This was an excellent book. I read it for a Women's Studies course and am so glad I did. It is a hard read at times due to the subject matter and I got chills over and over with every page I turned. This is a dense read so full of information, facts, and, the best part in my opinion, stories that hit you straight in your emotions (I am not ashamed to admit I got a little teary eyed at times). The Civil Rights Movement in the US is definitely taken for granted and has been whittled down to little bites of history where MLK Jr. is glorified and positioned as the center piece but if you read this book you'll learn there was so so much more to it and that once again history bears its burden on the backs of so many brave black women.
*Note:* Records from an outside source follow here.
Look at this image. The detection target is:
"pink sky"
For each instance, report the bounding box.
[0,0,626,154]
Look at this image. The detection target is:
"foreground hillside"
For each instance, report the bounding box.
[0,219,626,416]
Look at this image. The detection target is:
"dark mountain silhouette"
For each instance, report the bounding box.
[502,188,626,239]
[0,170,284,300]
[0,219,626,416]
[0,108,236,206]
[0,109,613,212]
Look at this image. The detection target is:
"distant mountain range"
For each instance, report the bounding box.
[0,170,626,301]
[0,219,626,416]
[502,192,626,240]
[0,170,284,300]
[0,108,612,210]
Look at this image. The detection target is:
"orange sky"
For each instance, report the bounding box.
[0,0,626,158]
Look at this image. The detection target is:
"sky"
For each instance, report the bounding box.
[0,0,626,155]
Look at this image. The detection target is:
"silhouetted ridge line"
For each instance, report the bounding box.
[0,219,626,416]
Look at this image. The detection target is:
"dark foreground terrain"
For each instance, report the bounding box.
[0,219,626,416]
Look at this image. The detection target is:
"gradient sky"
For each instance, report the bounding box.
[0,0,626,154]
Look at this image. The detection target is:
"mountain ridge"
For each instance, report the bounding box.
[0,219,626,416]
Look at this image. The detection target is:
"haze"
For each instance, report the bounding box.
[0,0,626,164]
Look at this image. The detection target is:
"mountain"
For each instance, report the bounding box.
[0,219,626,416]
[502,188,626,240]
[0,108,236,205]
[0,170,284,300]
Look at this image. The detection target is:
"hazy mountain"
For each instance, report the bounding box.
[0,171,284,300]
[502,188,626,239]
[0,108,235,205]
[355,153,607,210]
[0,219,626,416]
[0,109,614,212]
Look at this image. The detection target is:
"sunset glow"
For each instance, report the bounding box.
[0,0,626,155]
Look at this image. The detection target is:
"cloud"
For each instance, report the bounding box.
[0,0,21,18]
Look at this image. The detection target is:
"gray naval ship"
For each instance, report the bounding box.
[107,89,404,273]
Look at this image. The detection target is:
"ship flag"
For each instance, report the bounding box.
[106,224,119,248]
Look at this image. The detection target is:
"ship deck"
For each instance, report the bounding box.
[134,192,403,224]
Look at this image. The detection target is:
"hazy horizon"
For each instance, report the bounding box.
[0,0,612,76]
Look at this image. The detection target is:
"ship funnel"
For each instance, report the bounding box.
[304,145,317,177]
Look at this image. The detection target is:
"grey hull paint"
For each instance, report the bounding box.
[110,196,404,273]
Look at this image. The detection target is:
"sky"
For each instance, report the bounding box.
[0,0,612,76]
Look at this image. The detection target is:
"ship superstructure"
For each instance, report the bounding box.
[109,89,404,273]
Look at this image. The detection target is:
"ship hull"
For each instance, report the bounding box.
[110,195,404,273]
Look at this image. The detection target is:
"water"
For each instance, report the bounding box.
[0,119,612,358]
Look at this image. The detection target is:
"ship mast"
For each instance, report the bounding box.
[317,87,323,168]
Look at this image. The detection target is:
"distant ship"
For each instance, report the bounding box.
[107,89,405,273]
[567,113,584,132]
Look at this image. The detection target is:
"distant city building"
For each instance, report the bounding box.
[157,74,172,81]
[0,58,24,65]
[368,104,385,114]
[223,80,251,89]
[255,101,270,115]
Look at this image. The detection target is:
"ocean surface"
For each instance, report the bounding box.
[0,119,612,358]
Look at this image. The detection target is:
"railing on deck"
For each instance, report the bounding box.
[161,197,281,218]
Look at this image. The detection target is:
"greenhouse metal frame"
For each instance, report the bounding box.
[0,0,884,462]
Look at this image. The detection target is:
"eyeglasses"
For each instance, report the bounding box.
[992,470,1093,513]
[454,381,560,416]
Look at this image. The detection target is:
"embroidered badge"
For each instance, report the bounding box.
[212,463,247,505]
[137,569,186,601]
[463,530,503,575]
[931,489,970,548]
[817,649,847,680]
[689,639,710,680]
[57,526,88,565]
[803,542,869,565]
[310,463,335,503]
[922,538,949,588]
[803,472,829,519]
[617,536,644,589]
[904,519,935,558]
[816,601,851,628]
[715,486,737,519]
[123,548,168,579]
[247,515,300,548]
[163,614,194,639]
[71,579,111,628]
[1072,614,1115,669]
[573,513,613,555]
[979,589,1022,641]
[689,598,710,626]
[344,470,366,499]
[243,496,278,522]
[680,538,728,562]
If you thought that the Civil Rights Movement began in the 1950's or 1960's, that Rosa Parks was a reticent old woman with tired feet, that the movement started suddenly after her refusal to move from her seat on a bus, I urge you to read this. You'll learn:- that Rosa Parks was raised a Garveyite, and had been an activist and NAACP leader for more than 20 years when she famously refused to move from her seat,- that this very seat was located on a bus whose driver had (less famously) harassed Ms. Parks 10 years before, and that she also knew E.D. Nixon was searching for a victim of racial violence who was "beyond reproach" to gain national media attention,and SO much more!I should add that I usually find history books a little boring, but this was very readable...
Seriously. Out of all of the history books that i read in high school and in the libraries, this was the only one that actually CLICKED for me. The rampant rape of black women throughout slavery and the Jim Crow Era has always been ignored or quickly dismissed in historical books before but this great author made sure to NOT do that! I love her for that! This book needs to be made into a movie one day! This will be the first time where our stories will be told thoroughly.I watched The Help, and it failed to mention the sexual assaults and rapes that the black women suffered. Although i enjoyed the movie somewhat, i was still disappointed because they refused to let our REAL stories get told. You can't have a good story set in the Jim Crow era without telling the rampant rapes of black women by white men and other men. It's part of our history. Whether many people want to admit it or not!